I picked up a nymph and you can see its head below:

grasshopper/ locust nymph head

As soon as I disturbed that individual it began disgorging a bubble of plant juice, so apparently it had already fed.

Earlier, when I'd approached the smudge, individuals had hopped in all directions, most eventually finding some kind of plant to chew on. After about ten minutes, though, each seemed to lose interest, crawled back onto the ground, and then from all directions individual grasshoppers/locusts began leaving my general area. Three or four in a tight, dark cluster were heading toward the Hacienda Office, and all others appeared to be half-walking, half-hopping in their general direction, slowly enlarging the group as they went.

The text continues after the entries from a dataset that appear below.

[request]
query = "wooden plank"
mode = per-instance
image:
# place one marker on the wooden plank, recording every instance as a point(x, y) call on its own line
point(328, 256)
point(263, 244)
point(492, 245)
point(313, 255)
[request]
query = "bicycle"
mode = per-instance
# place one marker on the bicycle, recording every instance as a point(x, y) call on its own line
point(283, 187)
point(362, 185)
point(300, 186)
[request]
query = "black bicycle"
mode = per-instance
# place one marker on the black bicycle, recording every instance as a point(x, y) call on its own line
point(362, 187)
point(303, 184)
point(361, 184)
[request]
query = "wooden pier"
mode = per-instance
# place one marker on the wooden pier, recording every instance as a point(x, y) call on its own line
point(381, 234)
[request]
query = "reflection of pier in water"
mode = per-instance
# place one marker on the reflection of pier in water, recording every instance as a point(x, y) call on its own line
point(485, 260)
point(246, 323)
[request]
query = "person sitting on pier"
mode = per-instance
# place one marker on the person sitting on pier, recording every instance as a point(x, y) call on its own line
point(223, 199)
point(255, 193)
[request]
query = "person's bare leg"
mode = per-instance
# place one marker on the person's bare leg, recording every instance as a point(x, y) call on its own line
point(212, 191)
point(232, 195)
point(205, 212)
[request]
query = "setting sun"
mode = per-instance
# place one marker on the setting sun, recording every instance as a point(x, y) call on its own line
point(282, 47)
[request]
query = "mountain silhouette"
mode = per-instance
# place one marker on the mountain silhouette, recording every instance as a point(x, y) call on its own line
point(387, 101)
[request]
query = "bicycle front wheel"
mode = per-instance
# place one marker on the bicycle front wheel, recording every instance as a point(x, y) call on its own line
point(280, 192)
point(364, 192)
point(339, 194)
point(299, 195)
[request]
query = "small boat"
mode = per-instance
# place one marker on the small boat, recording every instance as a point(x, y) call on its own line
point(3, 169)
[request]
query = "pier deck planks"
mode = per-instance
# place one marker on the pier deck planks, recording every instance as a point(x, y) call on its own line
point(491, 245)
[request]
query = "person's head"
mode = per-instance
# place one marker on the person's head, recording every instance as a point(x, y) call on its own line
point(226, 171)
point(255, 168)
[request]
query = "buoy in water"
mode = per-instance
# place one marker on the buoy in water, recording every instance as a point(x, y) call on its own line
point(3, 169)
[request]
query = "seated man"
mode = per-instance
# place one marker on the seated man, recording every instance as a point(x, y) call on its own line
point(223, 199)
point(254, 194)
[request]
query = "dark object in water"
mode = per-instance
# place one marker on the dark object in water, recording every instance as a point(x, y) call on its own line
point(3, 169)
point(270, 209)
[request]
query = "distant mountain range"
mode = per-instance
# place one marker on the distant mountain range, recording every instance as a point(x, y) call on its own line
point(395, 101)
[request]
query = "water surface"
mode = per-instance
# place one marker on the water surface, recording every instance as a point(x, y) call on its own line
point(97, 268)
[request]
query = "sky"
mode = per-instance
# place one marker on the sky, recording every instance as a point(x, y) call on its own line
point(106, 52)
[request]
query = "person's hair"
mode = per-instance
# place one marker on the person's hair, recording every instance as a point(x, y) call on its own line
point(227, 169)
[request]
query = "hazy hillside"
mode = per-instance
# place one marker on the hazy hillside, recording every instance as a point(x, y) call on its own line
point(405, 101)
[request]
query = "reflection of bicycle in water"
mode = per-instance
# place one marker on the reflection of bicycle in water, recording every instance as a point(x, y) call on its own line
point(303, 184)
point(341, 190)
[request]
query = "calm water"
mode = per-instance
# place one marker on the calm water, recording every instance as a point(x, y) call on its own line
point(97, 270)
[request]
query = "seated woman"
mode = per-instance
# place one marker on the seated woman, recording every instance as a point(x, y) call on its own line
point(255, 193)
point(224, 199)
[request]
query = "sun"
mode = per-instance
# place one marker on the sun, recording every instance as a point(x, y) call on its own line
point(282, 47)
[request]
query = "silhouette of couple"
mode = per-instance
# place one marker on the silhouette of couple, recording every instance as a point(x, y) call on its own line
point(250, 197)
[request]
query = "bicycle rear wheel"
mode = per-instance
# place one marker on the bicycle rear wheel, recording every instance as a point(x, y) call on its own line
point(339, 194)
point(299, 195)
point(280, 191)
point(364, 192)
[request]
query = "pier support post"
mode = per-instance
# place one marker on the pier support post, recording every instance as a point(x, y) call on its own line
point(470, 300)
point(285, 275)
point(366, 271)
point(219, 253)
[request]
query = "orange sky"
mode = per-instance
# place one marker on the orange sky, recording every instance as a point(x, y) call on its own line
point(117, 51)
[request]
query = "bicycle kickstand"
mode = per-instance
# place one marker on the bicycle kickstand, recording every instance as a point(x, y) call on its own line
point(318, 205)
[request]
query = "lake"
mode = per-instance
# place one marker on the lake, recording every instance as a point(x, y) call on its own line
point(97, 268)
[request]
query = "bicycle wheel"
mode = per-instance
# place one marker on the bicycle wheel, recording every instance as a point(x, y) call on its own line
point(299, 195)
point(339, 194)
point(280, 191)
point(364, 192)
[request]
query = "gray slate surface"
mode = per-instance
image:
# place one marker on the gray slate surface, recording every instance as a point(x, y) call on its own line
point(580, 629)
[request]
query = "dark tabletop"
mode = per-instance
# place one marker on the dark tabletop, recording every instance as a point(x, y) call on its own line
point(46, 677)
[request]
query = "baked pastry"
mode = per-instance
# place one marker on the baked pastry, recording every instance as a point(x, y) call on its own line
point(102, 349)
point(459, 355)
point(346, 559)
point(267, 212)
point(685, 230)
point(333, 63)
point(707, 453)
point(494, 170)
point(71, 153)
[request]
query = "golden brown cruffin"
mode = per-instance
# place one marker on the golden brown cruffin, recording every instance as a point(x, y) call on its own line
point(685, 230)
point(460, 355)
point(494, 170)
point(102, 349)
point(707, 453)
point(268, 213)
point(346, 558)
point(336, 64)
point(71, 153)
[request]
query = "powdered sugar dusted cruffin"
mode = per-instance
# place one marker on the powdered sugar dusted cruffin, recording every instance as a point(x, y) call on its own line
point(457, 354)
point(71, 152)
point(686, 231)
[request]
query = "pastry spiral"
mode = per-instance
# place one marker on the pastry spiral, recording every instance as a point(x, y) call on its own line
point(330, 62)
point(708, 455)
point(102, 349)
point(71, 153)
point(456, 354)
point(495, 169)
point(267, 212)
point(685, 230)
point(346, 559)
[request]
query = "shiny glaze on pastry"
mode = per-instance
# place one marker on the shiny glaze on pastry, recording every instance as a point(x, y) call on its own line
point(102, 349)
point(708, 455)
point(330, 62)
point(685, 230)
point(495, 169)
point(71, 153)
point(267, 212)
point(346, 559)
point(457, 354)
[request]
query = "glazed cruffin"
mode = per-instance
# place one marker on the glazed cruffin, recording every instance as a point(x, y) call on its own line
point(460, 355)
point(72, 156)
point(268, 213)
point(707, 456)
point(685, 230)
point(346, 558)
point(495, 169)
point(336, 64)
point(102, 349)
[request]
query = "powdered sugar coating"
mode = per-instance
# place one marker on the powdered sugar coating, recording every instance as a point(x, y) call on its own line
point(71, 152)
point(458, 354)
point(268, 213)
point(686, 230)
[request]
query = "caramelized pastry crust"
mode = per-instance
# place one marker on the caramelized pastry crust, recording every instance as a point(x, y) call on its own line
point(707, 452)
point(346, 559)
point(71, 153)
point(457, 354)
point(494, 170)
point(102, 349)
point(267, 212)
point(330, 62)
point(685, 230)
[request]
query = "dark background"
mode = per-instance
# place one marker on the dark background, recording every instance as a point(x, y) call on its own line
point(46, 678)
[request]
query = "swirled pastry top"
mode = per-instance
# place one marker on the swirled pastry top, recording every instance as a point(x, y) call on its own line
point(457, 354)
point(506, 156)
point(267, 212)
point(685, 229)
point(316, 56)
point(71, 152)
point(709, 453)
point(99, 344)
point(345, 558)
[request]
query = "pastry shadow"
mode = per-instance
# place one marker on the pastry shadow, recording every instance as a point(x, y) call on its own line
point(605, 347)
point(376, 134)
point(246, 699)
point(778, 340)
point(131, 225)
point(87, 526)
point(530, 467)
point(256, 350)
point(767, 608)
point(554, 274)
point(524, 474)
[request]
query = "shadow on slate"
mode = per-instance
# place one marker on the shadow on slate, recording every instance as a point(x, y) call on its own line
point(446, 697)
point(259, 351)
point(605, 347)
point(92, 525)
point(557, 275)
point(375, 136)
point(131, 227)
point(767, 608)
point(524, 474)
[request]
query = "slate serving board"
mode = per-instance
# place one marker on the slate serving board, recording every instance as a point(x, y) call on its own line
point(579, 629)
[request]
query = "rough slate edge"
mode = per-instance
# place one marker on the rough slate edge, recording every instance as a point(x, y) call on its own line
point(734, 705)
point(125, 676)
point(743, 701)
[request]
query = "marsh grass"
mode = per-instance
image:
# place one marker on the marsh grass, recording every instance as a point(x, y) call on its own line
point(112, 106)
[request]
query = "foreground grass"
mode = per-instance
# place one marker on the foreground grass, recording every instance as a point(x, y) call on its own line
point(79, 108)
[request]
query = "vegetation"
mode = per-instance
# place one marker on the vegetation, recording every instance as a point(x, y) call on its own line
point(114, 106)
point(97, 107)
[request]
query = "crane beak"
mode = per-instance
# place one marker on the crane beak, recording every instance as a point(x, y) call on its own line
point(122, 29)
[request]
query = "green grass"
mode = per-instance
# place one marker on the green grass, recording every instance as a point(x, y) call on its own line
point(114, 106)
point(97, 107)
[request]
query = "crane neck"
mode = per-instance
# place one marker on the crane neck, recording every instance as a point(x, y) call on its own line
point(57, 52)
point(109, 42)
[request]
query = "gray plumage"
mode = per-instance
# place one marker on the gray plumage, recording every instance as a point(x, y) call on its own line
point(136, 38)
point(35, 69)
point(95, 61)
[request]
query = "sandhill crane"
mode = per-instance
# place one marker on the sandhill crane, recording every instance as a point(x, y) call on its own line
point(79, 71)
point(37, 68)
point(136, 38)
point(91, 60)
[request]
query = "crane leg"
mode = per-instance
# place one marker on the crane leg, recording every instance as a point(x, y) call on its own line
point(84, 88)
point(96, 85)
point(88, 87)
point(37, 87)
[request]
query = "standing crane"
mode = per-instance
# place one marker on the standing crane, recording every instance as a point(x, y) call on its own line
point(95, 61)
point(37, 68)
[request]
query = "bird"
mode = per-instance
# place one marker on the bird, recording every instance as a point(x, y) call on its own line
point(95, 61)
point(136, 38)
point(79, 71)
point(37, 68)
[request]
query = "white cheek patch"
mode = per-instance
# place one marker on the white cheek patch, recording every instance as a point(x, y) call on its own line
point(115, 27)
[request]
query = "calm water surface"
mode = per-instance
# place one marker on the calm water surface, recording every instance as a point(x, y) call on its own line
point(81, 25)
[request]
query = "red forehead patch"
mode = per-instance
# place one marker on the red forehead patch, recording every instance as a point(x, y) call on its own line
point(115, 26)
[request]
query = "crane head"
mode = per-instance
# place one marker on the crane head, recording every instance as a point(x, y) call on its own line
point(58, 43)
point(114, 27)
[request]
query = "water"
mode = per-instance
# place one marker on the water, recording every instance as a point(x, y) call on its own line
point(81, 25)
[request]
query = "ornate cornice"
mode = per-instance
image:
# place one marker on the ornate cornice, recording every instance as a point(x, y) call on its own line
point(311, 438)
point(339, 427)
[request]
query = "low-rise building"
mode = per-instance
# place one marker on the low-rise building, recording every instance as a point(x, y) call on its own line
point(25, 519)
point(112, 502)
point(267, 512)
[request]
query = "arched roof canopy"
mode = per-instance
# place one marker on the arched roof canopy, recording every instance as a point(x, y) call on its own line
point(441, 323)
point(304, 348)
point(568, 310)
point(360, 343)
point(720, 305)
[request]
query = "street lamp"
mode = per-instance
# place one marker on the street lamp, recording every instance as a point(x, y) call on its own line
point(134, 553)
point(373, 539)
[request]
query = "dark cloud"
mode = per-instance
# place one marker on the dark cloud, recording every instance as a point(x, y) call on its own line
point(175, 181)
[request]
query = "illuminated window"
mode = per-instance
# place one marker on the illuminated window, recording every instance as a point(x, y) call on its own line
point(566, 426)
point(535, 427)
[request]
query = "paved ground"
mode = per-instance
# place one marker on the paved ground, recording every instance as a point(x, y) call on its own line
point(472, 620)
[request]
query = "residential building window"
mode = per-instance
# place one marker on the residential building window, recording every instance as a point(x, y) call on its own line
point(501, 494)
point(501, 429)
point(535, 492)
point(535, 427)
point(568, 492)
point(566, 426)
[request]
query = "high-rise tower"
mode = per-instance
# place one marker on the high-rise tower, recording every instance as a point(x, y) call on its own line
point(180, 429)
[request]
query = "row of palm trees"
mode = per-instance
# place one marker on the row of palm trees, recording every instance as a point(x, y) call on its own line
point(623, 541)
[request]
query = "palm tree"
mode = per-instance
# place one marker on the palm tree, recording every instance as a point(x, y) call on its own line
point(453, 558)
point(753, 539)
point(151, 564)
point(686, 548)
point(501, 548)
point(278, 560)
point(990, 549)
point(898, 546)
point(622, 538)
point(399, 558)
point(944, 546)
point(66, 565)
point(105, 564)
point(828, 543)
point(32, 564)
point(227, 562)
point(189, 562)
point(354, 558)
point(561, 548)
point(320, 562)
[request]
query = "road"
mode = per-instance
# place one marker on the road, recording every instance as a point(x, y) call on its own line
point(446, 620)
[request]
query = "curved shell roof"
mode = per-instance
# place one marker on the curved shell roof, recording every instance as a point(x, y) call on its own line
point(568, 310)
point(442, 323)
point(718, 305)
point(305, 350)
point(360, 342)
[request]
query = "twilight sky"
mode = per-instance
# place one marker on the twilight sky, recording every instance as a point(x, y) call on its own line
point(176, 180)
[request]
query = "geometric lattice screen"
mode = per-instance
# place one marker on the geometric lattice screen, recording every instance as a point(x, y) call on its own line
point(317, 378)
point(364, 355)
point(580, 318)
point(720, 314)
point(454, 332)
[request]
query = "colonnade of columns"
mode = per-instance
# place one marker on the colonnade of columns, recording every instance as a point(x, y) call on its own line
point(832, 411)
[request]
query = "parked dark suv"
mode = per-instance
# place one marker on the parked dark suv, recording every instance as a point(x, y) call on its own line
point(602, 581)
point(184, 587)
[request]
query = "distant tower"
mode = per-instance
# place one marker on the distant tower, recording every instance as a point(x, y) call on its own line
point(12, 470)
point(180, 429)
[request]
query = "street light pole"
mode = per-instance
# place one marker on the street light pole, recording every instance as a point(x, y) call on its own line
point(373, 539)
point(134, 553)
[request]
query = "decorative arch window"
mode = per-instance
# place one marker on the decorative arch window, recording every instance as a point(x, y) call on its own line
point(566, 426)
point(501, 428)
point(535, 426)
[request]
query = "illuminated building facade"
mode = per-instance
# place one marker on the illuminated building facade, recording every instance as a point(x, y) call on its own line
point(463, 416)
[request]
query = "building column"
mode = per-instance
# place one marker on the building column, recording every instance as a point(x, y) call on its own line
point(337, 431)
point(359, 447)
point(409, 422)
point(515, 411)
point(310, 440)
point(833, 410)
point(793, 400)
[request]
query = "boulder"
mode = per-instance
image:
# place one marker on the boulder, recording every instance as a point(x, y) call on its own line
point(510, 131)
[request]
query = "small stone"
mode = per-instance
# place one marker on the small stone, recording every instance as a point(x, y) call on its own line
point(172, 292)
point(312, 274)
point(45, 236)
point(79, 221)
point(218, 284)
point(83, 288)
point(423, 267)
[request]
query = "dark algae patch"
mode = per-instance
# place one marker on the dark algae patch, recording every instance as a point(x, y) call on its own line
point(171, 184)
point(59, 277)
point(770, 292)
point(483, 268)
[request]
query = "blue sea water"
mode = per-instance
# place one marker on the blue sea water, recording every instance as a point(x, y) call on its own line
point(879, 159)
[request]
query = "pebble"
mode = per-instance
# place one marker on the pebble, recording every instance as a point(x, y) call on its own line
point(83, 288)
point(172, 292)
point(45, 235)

from the January 11, 2015 Newsletter issued from Río Lagartos, on the north-central coast of Yucatán, MÉXICO

In extreme northeastern Yucatán State this week our truck passed through a small flight of them as late afternoon sunlight caught in their silvery wings, surrounding us with fluttering, drifting globes of radiance. There must have been more of them out in the savanna beside the road, for that's where a flock of Cattle Egrets was busily gobbling up what could be caught, the flock keeping up with the locusts' general southerly movement. Below, you can see some of the egrets at work:

Cattle Egrets feeding on swarming locusts

Cattle Egrets are well known for this kind of behavior. Often they follow farmers' plows collecting earthworms. Though they favor insects, especially grasshoppers and other small arthropods, they also catch frogs, fish, lizards, small birds and rodents. In areas where people set grassland ablaze thinking it improves grass production, as here, Cattle Egrets follow along beside the fire, preying on small creatures trying to escape the flames.